Sunday 23 March 2014

You cannot have me

"You are a bad cook", "You hair looks better dark", "I do not like your fringe", "You are not very creative", "you are overweight"..... the "constructive" criticism from those close to you, and sometimes those that are not even close can be very damaging. After 30 years of listening how I should be doing things, what I am doing wrong, what I am good at, what I am not good at----- I have created a full body mask of Tamsyn. A fake face, a person that will appease everyone and fall into the box they want me to.

Somehow I got convinced that I was a crazy cat lady.. and that loving my kittens so passionately was crazy. I also got convinced that having kids would be a nightmare- that I did not want kids.

I have wanted to be a mother since I was a little girl- I was born to be a mother- How could I lie to myself about this? And yes I also was convinced that a wedding is silly- who needs a big white dress and a beautiful day dedicated to them. Who needs a special day to celebrate their love.

Me. Me the "crazy cat lady".

And so, after a "aha" moment I have decided to cut out the noise from those around me. To listen to feedback with an open heart but to NEVER let it define me. To make my own decisions.

"Yellow is not your colour". I was told this for years so I never even looked at any item of clothing remotely yellow.. well you know what.. I actually think yellow thinks amazing on me and I shall wear it with flare. "You are not a very good cook". Really? I lived with a beautiful friend of mine for a year and I was the house chef- they raved about my cooking. Why now have a developed an immense fear of even cutting cucumber in the kitchen. The word kitchen fills me with anxiety. But actually, I am a good cook- And I will cook.

I feel deeply disappointed in myself that I have let so many people's ideas about who I am, actually define me. What do they really know about me? About my abilities and strengths.
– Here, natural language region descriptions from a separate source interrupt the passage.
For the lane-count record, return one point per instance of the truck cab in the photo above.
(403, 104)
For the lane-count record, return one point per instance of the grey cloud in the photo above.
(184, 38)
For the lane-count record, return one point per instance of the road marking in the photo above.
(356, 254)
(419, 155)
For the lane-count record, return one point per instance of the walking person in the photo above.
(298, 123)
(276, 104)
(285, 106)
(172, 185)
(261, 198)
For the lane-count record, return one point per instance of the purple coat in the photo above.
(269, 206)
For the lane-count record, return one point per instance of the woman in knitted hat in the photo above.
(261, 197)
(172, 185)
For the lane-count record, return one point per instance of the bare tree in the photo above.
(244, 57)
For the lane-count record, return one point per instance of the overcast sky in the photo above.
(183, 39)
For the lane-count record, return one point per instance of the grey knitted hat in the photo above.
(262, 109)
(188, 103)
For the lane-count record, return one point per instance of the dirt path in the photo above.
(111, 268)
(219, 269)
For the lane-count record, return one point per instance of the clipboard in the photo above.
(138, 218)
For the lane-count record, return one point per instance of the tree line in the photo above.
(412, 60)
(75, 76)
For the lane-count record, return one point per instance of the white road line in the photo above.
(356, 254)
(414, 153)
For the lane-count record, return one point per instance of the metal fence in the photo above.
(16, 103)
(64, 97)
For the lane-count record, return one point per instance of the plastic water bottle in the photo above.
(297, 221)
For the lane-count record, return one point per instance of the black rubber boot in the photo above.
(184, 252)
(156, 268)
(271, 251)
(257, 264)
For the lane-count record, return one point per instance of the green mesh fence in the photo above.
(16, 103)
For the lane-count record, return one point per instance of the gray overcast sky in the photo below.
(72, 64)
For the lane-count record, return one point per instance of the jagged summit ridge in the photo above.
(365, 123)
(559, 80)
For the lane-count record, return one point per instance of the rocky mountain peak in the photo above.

So from today, I make a vow to myself, to be true to me. I started off the day cutting my fringe (yes with a kitchen scissors and a little skew but looks good if you ask me.. I feel happy).

People spend so much time trying to morph those they love into what they want. How silly is that? Why would you be with someone, or be friends with someone- if you just wanted to create your own image of them. Love them for exactly as they are, or don't love them.. but never try to transform a person into what you want.

I am freaking fabulously amazing and I choose to embrace that. I love my crystals, I love my incense (and do not tell me to not light it), I love painting my nails a different colour every day, I love wearing things that are fashionable but have my own flare to them, I love rain, I love fancy hotels (I do not want to rough it, I do not want to stay in 3 star places), I love nice things. I do believe when people come for dinner there should be flowers on the table and a beautiful laid out table. I think that people should take pride in what they look like (not to the point that it consumes them)- but to the point that you show respect of the body that Gd has blessed you with. Let it be beautiful. Yes, I am chubby sexy but I think its gorgeous- and yes I would love to shed those extra 10 kilos.. and yes I will.. but I will do it when I am ready. Do not tell me what to eat, or that I need to do exercise. Maybe spend more time judging yourself then me and everyone else. Look at you, not me. And I love animals with a passion- I believe they have deep souls and I believe that my kittens are connected to my heart. I can see auras, I can sense energy, I have a strong intuition and I believe in magic.

I choose to live in my world. In my world I  never see ugly people, I do not jump to conclusions and judge people. I open my heart to everyone, and yes many times I get hurt. And yes sometimes my judgement is not amazing.. but its my world and I would far rather be like that then in a world where I only see bad in everyone else. Dont judge, love.

Embrace yourself. never let anyone else tell you who you should be. I did, and I almost lost myself. But I am back, and here to stay.